Fruit Juices And Energy Drinks
While your patients may be aware that sodas and sports drinks are loaded with sugar and acid and can damage your teeth, they may not think about the sugar in the fruit juice because of its health benefits. Be sure to limit your intake on fruit juices and also rinse your mouth with water after drinking them.
A study published this year in the Journal of Dentistry showed that orange juice decreased enamel hardness by 84 percent. Lemon, orange and grapefruit juice can also strip away the enamel with their acidity.
"We encourage adults if they're going to have kids drink fruit juices, which is good in a way, that they consume it all at once instead of sipping on it all day long," Stanford said.
Lemon juice showed the highest erosion, according to Bassiouny's study, which was published in the May-June issue of General Dentistry.
"We're not saying, 'Don't drink orange juice, " Bassiouny said. "Don't drink orange juice then go to the office, then have a diet soda at lunchtime. You are asking for trouble because of the frequency of the contact and the challenge of the acid contact to your teeth."
Researchers at the University of Iowa's College of Dentistry found that energy drinks and sports drinks, such as Gatorade and Red Bull, eroded the enamel more than soda and fruit juices. In a 2008 study published in the journal Nutrition Research, the dentists soaked extracted human teeth in various liquids for 25 hours, and then measured the structural changes, or lesions.
"Power drinks can be quite acidic, usually because there is an addition of citric acid to those to give it tartness that is desired by some consumers," Stanford said. "It's important to look at the label and see if citric acid has been added."
Many over-the-counter cough medicines are also loaded with sugar. There are also other medications such as antihistamines and birth-control pills that can lead to dental problems.
Many cough drops and liquid medications contain a variety of ingredients that make your teeth more susceptible to decay. Ingredients such as high fructose corn syrup and sucrose contribute to decay when the bacteria in your mouth feed on the sugars, breaking them down and forming acids that attack the enamel of your teeth.
Ingredients such as citric acid can wear down the enamel of your teeth. In addition, some antihistamine syrups contain low pH levels and high acidity, which can be a dangerous combination for your teeth. The addition of alcohol in some popular cold and cough syrups also has a drying effect on the mouth. Saliva helps to naturally rinse the sugars and acids away from your teeth so with less saliva present, the sugars and acids remain in the mouth even longer, leading to greater risk for decay.
These risks can be magnified if medication is taken before bedtime.
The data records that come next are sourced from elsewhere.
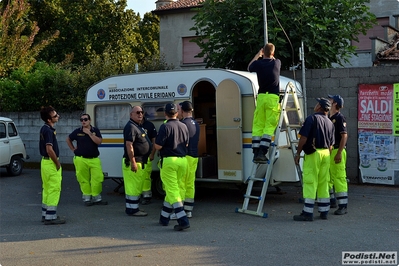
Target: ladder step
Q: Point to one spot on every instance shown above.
(257, 179)
(261, 214)
(291, 109)
(252, 197)
(294, 126)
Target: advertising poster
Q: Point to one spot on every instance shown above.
(378, 119)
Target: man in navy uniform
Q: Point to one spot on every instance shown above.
(317, 132)
(137, 147)
(50, 167)
(172, 141)
(87, 163)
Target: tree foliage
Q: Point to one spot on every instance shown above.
(97, 39)
(231, 31)
(17, 35)
(89, 28)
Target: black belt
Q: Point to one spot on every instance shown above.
(86, 157)
(337, 147)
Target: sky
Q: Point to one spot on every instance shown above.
(141, 6)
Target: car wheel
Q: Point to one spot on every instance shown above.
(15, 166)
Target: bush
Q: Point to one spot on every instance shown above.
(44, 84)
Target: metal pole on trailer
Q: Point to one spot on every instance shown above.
(266, 39)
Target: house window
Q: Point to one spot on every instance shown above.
(377, 31)
(190, 50)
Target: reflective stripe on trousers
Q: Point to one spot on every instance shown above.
(315, 179)
(90, 177)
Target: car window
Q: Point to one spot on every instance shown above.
(2, 130)
(12, 131)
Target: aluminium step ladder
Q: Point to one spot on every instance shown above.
(291, 129)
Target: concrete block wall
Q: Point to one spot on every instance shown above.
(345, 81)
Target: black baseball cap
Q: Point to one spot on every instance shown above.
(325, 103)
(186, 106)
(338, 99)
(171, 108)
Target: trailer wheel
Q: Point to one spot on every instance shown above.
(157, 186)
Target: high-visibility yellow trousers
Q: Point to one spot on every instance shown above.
(173, 171)
(266, 116)
(338, 183)
(133, 183)
(51, 188)
(316, 177)
(189, 183)
(90, 177)
(146, 190)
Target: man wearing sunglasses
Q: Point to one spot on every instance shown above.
(87, 163)
(171, 142)
(137, 147)
(50, 167)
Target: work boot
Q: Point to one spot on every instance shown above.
(323, 215)
(304, 218)
(255, 151)
(139, 214)
(260, 157)
(341, 211)
(179, 227)
(100, 202)
(89, 203)
(54, 221)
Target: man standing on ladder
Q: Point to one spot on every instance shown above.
(267, 109)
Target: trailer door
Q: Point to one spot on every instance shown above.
(229, 130)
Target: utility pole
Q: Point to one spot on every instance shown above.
(302, 58)
(266, 38)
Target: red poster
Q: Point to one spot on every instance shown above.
(375, 108)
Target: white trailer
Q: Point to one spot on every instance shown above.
(224, 103)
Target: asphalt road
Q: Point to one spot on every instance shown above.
(104, 235)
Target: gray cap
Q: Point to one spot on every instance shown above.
(325, 103)
(338, 99)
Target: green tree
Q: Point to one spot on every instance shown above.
(17, 35)
(231, 31)
(86, 27)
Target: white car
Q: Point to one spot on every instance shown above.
(12, 149)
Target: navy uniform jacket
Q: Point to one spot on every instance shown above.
(324, 130)
(193, 130)
(141, 143)
(48, 136)
(339, 122)
(150, 129)
(173, 137)
(268, 73)
(85, 145)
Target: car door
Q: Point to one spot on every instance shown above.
(16, 145)
(4, 145)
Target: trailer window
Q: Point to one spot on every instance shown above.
(114, 116)
(154, 111)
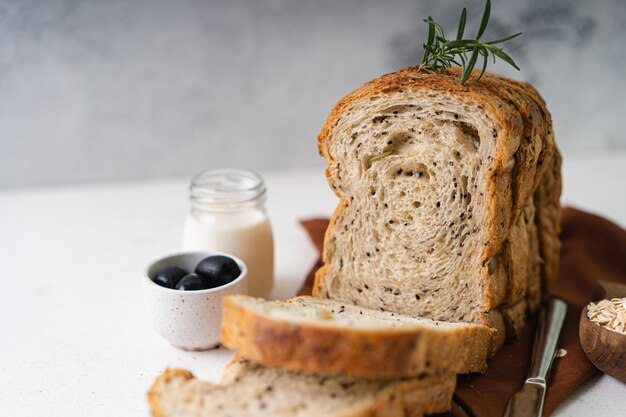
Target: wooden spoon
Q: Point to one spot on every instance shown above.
(606, 349)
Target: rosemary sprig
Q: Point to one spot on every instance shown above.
(441, 53)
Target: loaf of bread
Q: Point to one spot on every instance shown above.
(330, 337)
(449, 199)
(248, 389)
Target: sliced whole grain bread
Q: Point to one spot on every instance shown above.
(249, 389)
(449, 199)
(329, 337)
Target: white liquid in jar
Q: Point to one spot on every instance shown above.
(247, 235)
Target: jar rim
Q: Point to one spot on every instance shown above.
(226, 190)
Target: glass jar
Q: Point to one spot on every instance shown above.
(227, 214)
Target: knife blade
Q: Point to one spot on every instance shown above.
(528, 401)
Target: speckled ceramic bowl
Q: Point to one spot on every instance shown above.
(189, 320)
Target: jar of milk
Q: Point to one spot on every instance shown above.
(227, 214)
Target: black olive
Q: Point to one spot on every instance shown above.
(193, 282)
(170, 276)
(219, 269)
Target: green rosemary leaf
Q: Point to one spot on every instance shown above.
(485, 20)
(441, 53)
(504, 56)
(485, 55)
(459, 43)
(470, 65)
(459, 33)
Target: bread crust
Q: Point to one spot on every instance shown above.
(370, 353)
(524, 173)
(154, 393)
(410, 397)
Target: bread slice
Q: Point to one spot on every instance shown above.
(248, 389)
(449, 199)
(329, 337)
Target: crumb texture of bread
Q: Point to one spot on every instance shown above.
(249, 389)
(449, 199)
(329, 337)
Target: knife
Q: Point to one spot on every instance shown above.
(528, 401)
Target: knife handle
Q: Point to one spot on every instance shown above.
(550, 322)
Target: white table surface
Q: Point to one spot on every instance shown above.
(73, 337)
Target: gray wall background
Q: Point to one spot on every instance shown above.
(102, 90)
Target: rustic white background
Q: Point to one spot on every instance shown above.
(106, 90)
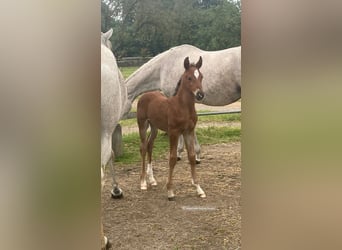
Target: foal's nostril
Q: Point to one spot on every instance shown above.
(199, 95)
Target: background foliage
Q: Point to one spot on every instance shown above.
(148, 27)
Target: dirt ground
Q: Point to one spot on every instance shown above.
(147, 220)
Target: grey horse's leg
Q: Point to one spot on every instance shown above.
(116, 191)
(180, 149)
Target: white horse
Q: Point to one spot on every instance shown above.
(113, 101)
(221, 84)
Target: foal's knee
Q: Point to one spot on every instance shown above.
(192, 158)
(173, 159)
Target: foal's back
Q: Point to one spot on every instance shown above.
(153, 106)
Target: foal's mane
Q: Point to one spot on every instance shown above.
(180, 81)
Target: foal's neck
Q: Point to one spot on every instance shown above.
(186, 99)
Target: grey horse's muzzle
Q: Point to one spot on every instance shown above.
(199, 95)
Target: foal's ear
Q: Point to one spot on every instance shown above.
(199, 63)
(186, 63)
(108, 34)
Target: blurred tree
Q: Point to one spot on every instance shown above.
(148, 27)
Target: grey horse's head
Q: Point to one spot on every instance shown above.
(105, 38)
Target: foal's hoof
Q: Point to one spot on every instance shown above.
(202, 195)
(108, 245)
(116, 193)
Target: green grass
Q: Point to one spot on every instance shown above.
(210, 135)
(219, 118)
(127, 71)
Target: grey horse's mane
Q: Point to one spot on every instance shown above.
(180, 80)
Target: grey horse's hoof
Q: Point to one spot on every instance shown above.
(116, 193)
(108, 245)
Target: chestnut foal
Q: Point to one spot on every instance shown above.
(176, 116)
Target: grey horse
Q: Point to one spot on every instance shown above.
(221, 84)
(113, 101)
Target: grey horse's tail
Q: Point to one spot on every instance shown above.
(177, 87)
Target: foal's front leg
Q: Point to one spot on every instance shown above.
(189, 143)
(180, 149)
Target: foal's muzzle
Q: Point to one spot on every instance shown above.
(199, 95)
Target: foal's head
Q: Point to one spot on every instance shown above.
(192, 78)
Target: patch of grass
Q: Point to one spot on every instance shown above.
(210, 135)
(127, 71)
(219, 118)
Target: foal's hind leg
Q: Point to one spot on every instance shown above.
(189, 143)
(180, 149)
(143, 126)
(172, 162)
(152, 137)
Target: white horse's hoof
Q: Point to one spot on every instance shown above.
(116, 193)
(171, 198)
(170, 195)
(202, 195)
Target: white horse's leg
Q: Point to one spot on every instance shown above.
(116, 191)
(180, 147)
(143, 126)
(197, 150)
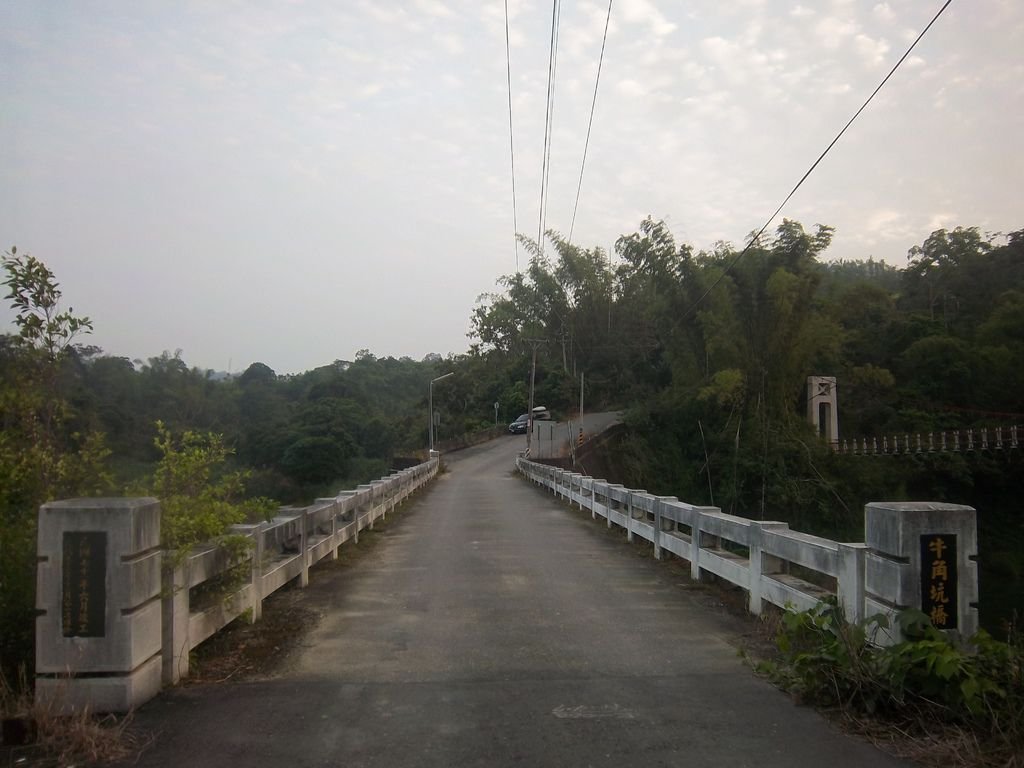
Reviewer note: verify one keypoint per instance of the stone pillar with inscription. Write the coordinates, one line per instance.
(98, 582)
(923, 555)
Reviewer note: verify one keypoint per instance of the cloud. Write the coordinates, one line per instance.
(872, 52)
(638, 11)
(434, 8)
(883, 12)
(832, 32)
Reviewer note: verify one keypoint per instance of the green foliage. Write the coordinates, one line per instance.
(35, 296)
(929, 677)
(199, 502)
(43, 453)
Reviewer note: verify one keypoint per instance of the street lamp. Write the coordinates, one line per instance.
(430, 399)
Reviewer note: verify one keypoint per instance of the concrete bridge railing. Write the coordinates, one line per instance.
(915, 554)
(119, 616)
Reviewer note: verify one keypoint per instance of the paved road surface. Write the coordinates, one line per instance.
(493, 628)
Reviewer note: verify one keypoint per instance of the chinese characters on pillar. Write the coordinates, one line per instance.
(83, 603)
(938, 579)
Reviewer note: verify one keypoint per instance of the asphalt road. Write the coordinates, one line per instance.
(494, 628)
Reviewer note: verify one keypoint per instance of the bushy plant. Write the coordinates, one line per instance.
(199, 501)
(929, 681)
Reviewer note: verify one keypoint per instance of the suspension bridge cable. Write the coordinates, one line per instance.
(508, 61)
(546, 153)
(814, 165)
(590, 124)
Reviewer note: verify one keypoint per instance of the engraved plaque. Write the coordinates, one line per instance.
(83, 603)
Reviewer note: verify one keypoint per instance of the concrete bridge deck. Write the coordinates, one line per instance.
(492, 628)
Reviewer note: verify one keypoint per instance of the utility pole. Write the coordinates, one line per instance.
(536, 343)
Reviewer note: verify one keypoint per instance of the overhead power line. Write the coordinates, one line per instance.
(814, 165)
(590, 124)
(508, 61)
(548, 120)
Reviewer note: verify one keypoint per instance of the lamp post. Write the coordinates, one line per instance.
(430, 399)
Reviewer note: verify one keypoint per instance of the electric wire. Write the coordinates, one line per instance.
(551, 131)
(590, 124)
(548, 119)
(814, 165)
(508, 61)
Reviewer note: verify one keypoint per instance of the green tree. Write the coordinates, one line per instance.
(41, 457)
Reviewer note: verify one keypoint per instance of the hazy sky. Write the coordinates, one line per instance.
(292, 181)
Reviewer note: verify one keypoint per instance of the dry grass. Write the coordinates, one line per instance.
(50, 737)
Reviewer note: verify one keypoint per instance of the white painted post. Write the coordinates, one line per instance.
(656, 505)
(758, 560)
(176, 642)
(850, 581)
(304, 547)
(923, 555)
(697, 539)
(98, 583)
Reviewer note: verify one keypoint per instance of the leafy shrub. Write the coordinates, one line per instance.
(199, 502)
(930, 680)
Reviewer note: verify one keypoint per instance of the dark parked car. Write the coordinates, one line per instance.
(519, 425)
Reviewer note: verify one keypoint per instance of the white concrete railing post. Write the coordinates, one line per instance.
(304, 548)
(760, 560)
(850, 582)
(175, 611)
(697, 540)
(98, 583)
(923, 554)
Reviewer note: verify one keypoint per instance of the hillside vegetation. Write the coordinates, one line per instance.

The effects of taking liquid medication before bedtime aren't much different than drinking juice or soda before bedtime because you produce less saliva while you sleep, sugar and acids remain in contact with the teeth longer, increasing your risk for decay.
To lessen the effects of the sugars and acids in liquid medication, take liquid medication at meal times instead of bedtime so that more saliva is produced to rinse away the sugars and acids. Brush your teeth with fluoride toothpaste after taking medication. If you cant brush, rinse your mouth well with water or chew natural sugar-free gum without artificial sweeteners after taking liquid medication. Take calcium supplements or use topical fluoride after using liquid medication. If its available, choose a pill form of the medication instead of syrup.